We can at least express these numbers in terms of their non-circular analogs. The equivalence classes for circular compositions can be formulated in the language of group actions. Thus, Burnside's lemma is a natural tool to apply here.
A cyclic group element $j \in \mathbb{Z}_k$ acts on the $k$ parts of a non-circular composition by rotating the parts $j$ units to the right. Two compositions are equivalent as circular compositions if they are in the same orbit under this action. Burnside's lemma gives: $\text{number of orbits} = \frac{1}{|\mathbb{Z}_k|} \sum_{j \in \mathbb{Z}_k} |X_j|,$ where $X_j$ is the set of compositions fixed by the action of $j$. We can express $|X_j|$ in terms of the non-circular composition numbers $C_{k,g}(n)$.
If the action of $j$ fixes a composition $c$, then $\text{GCD}(j,k)$ parts determine the composition. Those parts repeat $\frac{k}{\text{GCD}(j,k)}$ times.
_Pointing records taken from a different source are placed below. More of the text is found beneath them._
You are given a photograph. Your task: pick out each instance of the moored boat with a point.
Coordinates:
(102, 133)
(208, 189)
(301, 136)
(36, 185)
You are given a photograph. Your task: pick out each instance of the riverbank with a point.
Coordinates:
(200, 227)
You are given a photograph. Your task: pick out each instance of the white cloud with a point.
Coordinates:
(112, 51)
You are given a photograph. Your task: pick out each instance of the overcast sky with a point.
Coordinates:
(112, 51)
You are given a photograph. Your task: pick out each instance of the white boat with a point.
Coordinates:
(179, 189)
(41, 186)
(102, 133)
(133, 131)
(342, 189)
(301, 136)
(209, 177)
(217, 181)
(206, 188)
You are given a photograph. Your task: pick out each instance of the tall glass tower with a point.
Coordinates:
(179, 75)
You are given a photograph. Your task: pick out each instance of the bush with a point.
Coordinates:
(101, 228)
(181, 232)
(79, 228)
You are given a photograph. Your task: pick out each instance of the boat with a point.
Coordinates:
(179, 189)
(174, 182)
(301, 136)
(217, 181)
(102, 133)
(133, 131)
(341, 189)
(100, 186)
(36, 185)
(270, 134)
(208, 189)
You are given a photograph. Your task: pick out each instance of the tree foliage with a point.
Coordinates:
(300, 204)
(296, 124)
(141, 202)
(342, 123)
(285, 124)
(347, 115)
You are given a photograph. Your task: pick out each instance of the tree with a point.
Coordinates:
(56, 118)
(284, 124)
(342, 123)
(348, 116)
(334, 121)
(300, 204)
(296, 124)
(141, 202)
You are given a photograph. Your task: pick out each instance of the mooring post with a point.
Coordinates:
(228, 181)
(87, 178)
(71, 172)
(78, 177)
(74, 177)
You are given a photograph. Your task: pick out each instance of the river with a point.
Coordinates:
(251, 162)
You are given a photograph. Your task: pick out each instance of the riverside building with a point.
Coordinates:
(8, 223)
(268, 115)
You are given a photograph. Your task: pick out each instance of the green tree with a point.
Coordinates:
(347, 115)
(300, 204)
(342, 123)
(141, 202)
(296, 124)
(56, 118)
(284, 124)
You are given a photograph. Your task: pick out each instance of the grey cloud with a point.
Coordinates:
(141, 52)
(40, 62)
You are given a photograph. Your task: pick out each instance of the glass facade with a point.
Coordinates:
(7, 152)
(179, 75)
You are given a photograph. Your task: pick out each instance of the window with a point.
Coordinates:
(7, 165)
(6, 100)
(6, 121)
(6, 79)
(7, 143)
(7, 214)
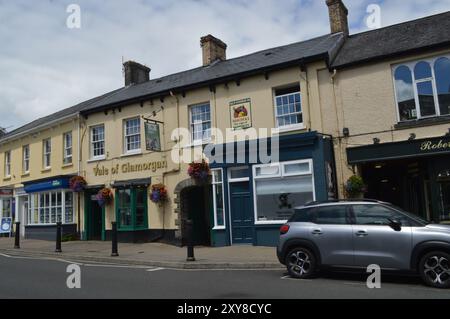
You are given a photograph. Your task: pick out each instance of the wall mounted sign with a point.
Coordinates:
(152, 137)
(129, 168)
(241, 114)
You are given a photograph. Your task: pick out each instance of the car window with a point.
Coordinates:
(377, 215)
(303, 215)
(331, 215)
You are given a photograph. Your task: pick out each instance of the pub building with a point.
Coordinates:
(413, 174)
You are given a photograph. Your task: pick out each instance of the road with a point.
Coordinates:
(22, 277)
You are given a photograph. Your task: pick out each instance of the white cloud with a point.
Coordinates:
(44, 66)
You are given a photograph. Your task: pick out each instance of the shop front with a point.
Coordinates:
(252, 200)
(414, 175)
(49, 201)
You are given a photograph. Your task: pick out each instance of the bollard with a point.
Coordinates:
(58, 237)
(190, 240)
(17, 236)
(114, 252)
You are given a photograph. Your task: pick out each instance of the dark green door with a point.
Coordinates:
(242, 219)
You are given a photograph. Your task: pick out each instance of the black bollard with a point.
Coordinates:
(17, 236)
(58, 237)
(190, 240)
(114, 252)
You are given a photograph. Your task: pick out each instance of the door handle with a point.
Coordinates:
(362, 233)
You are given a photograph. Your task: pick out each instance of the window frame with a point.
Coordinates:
(133, 205)
(47, 153)
(26, 159)
(214, 185)
(191, 124)
(411, 66)
(7, 166)
(290, 127)
(281, 170)
(125, 136)
(91, 142)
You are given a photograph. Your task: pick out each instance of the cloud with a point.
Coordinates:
(45, 67)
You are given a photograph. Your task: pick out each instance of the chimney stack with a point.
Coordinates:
(338, 16)
(135, 73)
(213, 49)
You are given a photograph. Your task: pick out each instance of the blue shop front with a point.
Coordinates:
(45, 203)
(251, 200)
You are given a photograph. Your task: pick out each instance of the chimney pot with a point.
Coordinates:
(135, 73)
(213, 49)
(338, 16)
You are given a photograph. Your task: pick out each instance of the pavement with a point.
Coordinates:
(149, 254)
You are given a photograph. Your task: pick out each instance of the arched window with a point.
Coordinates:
(424, 82)
(405, 93)
(442, 74)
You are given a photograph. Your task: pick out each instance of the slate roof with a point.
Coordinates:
(430, 32)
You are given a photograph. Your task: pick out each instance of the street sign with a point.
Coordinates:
(5, 225)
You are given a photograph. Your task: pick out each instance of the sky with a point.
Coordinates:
(45, 66)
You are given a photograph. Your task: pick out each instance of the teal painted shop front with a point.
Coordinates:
(252, 200)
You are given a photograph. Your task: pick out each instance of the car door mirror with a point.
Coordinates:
(395, 224)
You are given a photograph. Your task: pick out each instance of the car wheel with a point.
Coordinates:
(434, 269)
(300, 263)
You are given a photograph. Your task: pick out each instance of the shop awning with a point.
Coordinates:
(134, 182)
(60, 182)
(398, 150)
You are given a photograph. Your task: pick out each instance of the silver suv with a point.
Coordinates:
(356, 234)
So, the sum of those parts is $\frac{n}{\frac{k}{\text{GCD}(j,k)}} = \frac{n\text{GCD}(j,k)}{k}$. For example, $\overline{4} \in \mathbb{Z}_6$ fixes $212121$. The composition is determined by the $\text{GCD}(4,6) = 2$ parts $21$. The sum of those parts is $\frac{9\text{GCD}(4,6)}{6} = 3$.
Set $k' = \text{GCD}(j,k)$. There is a correspondence between compositions of $n$ with $k$ parts less than or equal to $g$, fixed by the action of $j$, and compositions of $\frac{nk'}{k}$ with $k'$ parts less than or equal to $g$ as long as $k' | n$. It follows that $C_{k,g}'(n) = \frac{1}{k} \sum_{j=1}^k C_{k',g}\left(\frac{nk'}{k}\right),$ where we take $C_{k',g}(n')$ to be zero if $n'$ is not an integer. (In other words, it's zero if $\frac{k}{k'} \not| n$.) Note that $j = k$ ensures at least one summand, namely $C_{k,g}(n)$.
This is reasonably usable as long as $C_{k,g}(n)$ is. (See comments.)